JudikaturVfGH

U330/12 - U331/12 – Verfassungsgerichtshof (VfGH) Rechtssatz

Rechtssatz
27. Juni 2012

Asylgerichtshof als vorlagepflichtiges Gericht iSd Art267 AEUV zu qualifizieren.

Der Asylgerichtshof vertritt die Auffassung, dass im vorliegenden Fall Ungarn gemäß Art10 Abs1 Dublin-II-VO für die Prüfung des in Österreich gestellten Antrages auf internationalen Schutz zuständig sei, obwohl der Beschwerdeführer den Feststellungen der angefochtenen Entscheidung zufolge erstmals in Griechenland das Hoheitsgebiet der Europäischen Union illegal betrat. Der Asylgerichtshof begründet dies im Wesentlichen damit, dass es eine mitgliedstaatliche "Anknüpfungskette" gebe, welche durch die Ausreise des Beschwerdeführers aus Griechenland nach Mazedonien und Serbien sowie das damit erfolgte Verlassen des Hoheitsgebiets der Mitgliedstaaten der Europäischen Union unter nachfolgender Wiedereinreise in Ungarn "quasi gerissen" sei.

Dem Verfassungsgerichtshof erscheint es jedoch zweifelhaft, ob diese Auslegung mit der Dublin-II-VO vereinbar ist.

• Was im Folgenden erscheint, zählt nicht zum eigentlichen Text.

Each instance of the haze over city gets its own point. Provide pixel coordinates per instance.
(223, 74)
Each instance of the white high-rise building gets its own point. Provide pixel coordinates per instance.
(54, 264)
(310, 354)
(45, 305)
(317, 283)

Aus Art10 Abs1 Dublin-II-VO ergibt sich nicht eindeutig, ob die Zuständigkeit des Mitgliedstaates, dessen Grenzen ein Asylwerber aus einem Drittstaat kommend illegal überschritten hat, dann erlischt, wenn der Drittstaatsangehörige (kurzzeitig) das Hoheitsgebiet der Mitgliedstaaten verlässt, ohne im ersten Mitgliedstaat einen Asylantrag gestellt zu haben.

Die Rechtsfrage, ob Griechenland trotz (kurzfristiger) Ausreise des Fremden in einen Drittstaat für die Prüfung eines sodann in einem anderen Mitgliedstaat gestellten Asylantrages zuständig ist, ist im Rahmen des Rechtsschutzsystems des Unionsrechts Sache des EuGH. Es handelt sich dabei insoweit um eine entscheidungserhebliche Frage, als sich der Asylgerichtshof für eine Entscheidung nach §5 Abs1 AsylG 2005 nicht allein auf die Zustimmung eines Mitgliedstaates zur Übernahme eines Asylwerbers berufen darf. Da die Frage vom EuGH bisher noch nicht entschieden worden ist, wäre der Asylgerichtshof verpflichtet gewesen, sie dem EuGH zur Vorabentscheidung vorzulegen. Dabei wäre auch zu fragen, ob wegen der systemischen Mängel im griechischen Asylsystem und der dortigen Gefährdungslage für Asylwerber betr eine Verletzung ihrer Rechte nach Art3 EMRK im Hinblick auf die jüngste Rechtsprechung des EGMR (vgl EGMR 21.01.11, Fall MSS, Appl 30696/09) - ungeachtet des Urteils des EuGH vom 21.12.11, C-411/10 und C-493/10 - eine andere Beurteilung des primär zuständigen Mitgliedstaates iSd Dublin-II-VO geboten ist.

Daher Verletzung des Beschwerdeführers in seinem Recht auf ein Verfahren vor dem gesetzlichen Richter.

Ebenso unter Hinweis auf die vorliegende Entscheidung U331/12, U350/12, uva, alle E v 27.06.12.